Degraded land is often converted into rubber plantations in North East India. Researchers from the Assam University recently collaborated with South Africa to assess the impact of land use changes in North East India.
The team analysed organic carbon pools in soil samples collected from tropical forests, rubber plantations of different ages and degraded grasslands.
The research team ascertained the impact of land use changes on soil organic carbon. Organic carbon in soil is stored in two fractions as active and passive pools. Carbon in the active pool has a low residence time (2 to 5 years) compared to that of carbon in the passive pool (50 – 100 years). The carbon accumulation in the active pool depends on the availability of decaying matter.
The researchers measured carbon levels from both pools. Natural forests recorded the highest soil organic carbon stock followed by rubber plantations and grasslands.
In younger plantations, the carbon in active pools was higher than in the passive pools. Accumulation of carbon in passive pools increases when decomposition is impaired. So, older plantations had trapped stable soil organic carbon in passive pools.
Rubber plants contain a compound, tannin, in their leaves. Due to the priming effect, the leaf litter increases the levels of carbon in passive pools. The researchers thus found that older rubber plantations act as carbon sinks.
Degraded lands converted into rubber plantations can provide revenue as well as serve as carbon sink management, say the researchers.
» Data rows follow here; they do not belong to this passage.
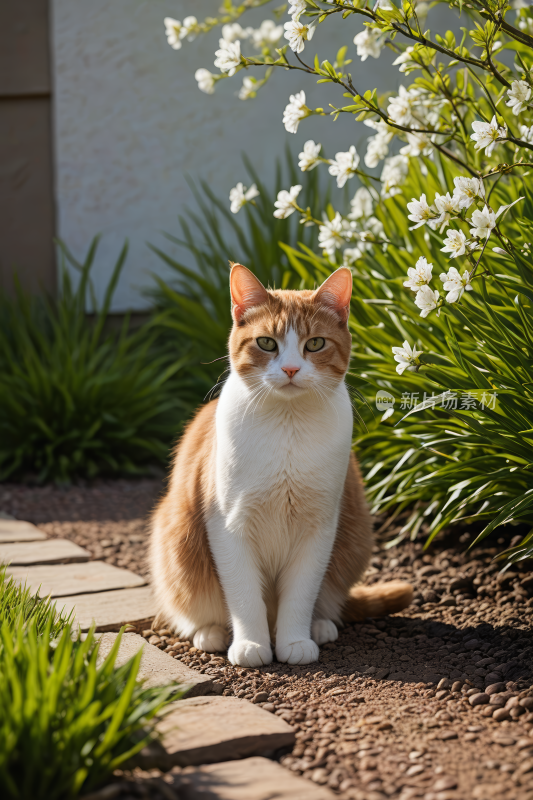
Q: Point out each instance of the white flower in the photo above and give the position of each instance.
(295, 111)
(393, 175)
(405, 61)
(297, 33)
(248, 88)
(373, 226)
(383, 129)
(419, 275)
(418, 144)
(206, 80)
(330, 234)
(309, 157)
(233, 31)
(361, 204)
(466, 190)
(296, 8)
(486, 135)
(519, 96)
(350, 256)
(454, 284)
(369, 43)
(483, 222)
(286, 202)
(447, 208)
(228, 57)
(239, 196)
(420, 212)
(267, 34)
(189, 29)
(400, 108)
(172, 32)
(407, 358)
(426, 300)
(455, 243)
(526, 133)
(344, 166)
(376, 151)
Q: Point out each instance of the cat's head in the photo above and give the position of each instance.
(290, 341)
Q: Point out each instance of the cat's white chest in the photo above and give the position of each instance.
(280, 465)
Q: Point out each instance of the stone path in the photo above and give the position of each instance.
(202, 729)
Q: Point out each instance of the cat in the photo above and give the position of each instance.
(264, 529)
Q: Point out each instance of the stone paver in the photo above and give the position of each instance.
(250, 779)
(15, 530)
(208, 729)
(111, 610)
(51, 551)
(157, 668)
(74, 579)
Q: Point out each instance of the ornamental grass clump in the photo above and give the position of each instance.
(19, 607)
(66, 720)
(77, 398)
(438, 235)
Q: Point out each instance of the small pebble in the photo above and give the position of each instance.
(445, 783)
(494, 688)
(479, 699)
(500, 714)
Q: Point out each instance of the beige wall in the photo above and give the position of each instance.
(26, 174)
(131, 123)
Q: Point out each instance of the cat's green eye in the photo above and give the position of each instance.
(266, 343)
(313, 345)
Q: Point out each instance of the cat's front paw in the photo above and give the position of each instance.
(211, 639)
(324, 630)
(244, 653)
(302, 652)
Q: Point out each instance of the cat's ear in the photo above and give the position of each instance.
(246, 291)
(336, 292)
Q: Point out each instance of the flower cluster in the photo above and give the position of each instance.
(428, 299)
(435, 121)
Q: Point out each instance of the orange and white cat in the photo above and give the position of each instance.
(264, 529)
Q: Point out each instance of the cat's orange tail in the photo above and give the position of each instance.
(377, 600)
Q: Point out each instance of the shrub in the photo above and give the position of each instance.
(77, 399)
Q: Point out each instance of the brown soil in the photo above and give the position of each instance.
(396, 708)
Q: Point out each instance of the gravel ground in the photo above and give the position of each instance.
(434, 703)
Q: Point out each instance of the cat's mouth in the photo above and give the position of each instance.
(290, 386)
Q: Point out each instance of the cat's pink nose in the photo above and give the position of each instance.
(291, 371)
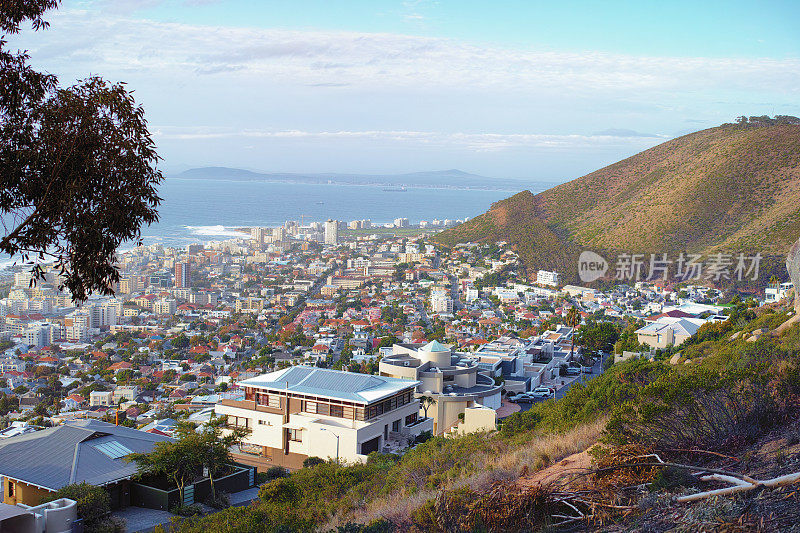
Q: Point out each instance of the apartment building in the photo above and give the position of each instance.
(454, 382)
(77, 326)
(545, 277)
(182, 275)
(166, 306)
(300, 412)
(331, 232)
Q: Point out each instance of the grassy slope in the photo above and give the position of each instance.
(724, 188)
(392, 488)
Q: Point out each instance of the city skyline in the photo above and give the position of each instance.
(395, 87)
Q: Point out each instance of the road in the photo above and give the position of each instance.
(597, 369)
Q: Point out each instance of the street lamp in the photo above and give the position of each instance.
(337, 442)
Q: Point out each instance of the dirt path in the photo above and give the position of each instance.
(576, 462)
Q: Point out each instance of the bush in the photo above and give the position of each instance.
(309, 462)
(94, 505)
(424, 437)
(273, 472)
(699, 409)
(222, 501)
(187, 510)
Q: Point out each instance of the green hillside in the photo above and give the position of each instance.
(734, 188)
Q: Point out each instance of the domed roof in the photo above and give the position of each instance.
(434, 346)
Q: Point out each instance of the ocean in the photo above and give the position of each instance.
(201, 210)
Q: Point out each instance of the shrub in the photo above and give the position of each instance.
(309, 462)
(273, 472)
(698, 409)
(187, 510)
(222, 501)
(94, 504)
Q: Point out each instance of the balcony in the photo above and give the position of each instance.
(250, 405)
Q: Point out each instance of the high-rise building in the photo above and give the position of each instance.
(182, 275)
(332, 232)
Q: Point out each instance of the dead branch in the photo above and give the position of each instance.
(739, 485)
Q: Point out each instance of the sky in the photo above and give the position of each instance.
(526, 89)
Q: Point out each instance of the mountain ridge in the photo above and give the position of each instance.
(731, 188)
(438, 178)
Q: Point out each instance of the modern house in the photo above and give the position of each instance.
(301, 412)
(668, 331)
(455, 382)
(41, 462)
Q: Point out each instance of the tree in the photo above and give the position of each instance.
(573, 320)
(94, 505)
(425, 402)
(217, 441)
(180, 461)
(599, 336)
(78, 166)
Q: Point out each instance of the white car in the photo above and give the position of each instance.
(541, 392)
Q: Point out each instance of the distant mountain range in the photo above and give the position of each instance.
(732, 189)
(435, 179)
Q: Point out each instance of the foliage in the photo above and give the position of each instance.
(599, 336)
(273, 472)
(94, 505)
(685, 201)
(310, 462)
(72, 160)
(182, 461)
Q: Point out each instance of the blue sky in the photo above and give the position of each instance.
(528, 89)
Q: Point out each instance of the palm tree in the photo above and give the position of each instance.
(425, 402)
(573, 320)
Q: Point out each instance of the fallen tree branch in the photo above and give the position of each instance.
(739, 485)
(696, 450)
(673, 465)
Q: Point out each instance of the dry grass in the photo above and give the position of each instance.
(506, 466)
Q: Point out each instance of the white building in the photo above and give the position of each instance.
(331, 232)
(302, 412)
(77, 325)
(165, 306)
(776, 293)
(545, 277)
(441, 303)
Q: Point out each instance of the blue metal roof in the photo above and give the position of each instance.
(362, 388)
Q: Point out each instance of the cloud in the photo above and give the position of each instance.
(478, 142)
(621, 132)
(367, 60)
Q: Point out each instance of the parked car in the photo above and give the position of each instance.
(523, 398)
(541, 392)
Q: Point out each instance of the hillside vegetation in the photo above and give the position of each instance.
(733, 188)
(723, 403)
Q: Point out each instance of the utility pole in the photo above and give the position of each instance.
(337, 443)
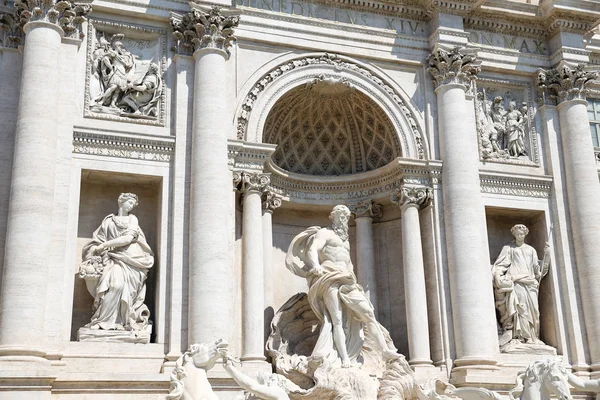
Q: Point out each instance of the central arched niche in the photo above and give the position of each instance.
(328, 127)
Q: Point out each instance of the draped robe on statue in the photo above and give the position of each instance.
(121, 289)
(518, 306)
(297, 261)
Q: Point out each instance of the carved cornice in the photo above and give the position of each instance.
(453, 66)
(564, 83)
(65, 13)
(122, 146)
(416, 196)
(366, 209)
(204, 28)
(12, 30)
(251, 181)
(270, 199)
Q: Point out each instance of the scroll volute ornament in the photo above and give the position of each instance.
(453, 66)
(204, 28)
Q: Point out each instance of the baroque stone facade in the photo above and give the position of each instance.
(437, 129)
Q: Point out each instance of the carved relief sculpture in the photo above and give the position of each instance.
(115, 267)
(516, 275)
(503, 126)
(125, 85)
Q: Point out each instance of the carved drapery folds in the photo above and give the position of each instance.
(366, 208)
(66, 14)
(564, 83)
(251, 181)
(419, 196)
(204, 28)
(453, 66)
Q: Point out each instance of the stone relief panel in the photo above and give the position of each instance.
(505, 124)
(125, 73)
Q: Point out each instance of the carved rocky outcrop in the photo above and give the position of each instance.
(564, 83)
(453, 66)
(204, 28)
(66, 14)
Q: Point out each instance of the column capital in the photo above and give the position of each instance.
(66, 14)
(456, 65)
(418, 196)
(366, 209)
(251, 181)
(270, 199)
(564, 83)
(204, 27)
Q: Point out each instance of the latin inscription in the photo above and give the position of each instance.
(523, 45)
(326, 13)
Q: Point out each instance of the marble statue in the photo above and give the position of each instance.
(516, 276)
(322, 256)
(120, 93)
(189, 380)
(503, 130)
(115, 267)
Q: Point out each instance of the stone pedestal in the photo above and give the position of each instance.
(473, 313)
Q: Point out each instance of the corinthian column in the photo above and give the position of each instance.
(410, 200)
(207, 34)
(568, 87)
(473, 313)
(251, 186)
(29, 229)
(366, 272)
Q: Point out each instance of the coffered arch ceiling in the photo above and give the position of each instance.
(328, 127)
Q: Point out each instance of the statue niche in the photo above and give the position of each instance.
(503, 126)
(124, 84)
Here is a case of agreement between economics and environmental concerns.
Sci. Total Environ., 624: 908-917 (2018)
Radiation Levels at Monazite Deposits
A case study from Kerala
Kerala boasts rich monazite deposits in its coastal areas. The ore contains thorium, increasingly used in nuclear power plants and projected to be the next generation nuclear fuel in India. But for local people, it spells unhealthy radiation levels.
Thorium decays to thoron, a radioactive isotope of radon. People in these areas are exposed to external radiation from the environment, and internal radiation from food, water and air. Normal radiation levels are less than 1.5 mGy per year. But the radiation in these areas is far higher.
Researchers from RCC Thiruvananthapuram, NBRCR Karunagappally, and three Japanese universities, measured the concentrations of radon, thoron and thoron derivatives in 183 houses in high background radiation areas and 76 houses in Control Areas,
There was no significant difference in dosage between the two areas. Less than a fifth of the total dose was due to radon. The indoor concentrations of radon was surprisingly low, compared to similar places elsewhere. While there is some increase in indoor concentrations in areas with high background radiation, there is no significant difference in inhaled air. The internal exposure due to inhalation appears to be ‘small, but not negligible, compared with the external exposure’. Scientists say that this could be attributed to the the large, open windows and high air ventilation in houses in this coastal area with warm climate.
An interesting point is that in spite of such high radiation levels, cancer incidence in the region is not as high as expected. Nor are there other expected abnormalities. There is some evidence that radiation exposure helps build radiation tolerance. But the molecular mechanisms that protect the people here are yet to be delineated.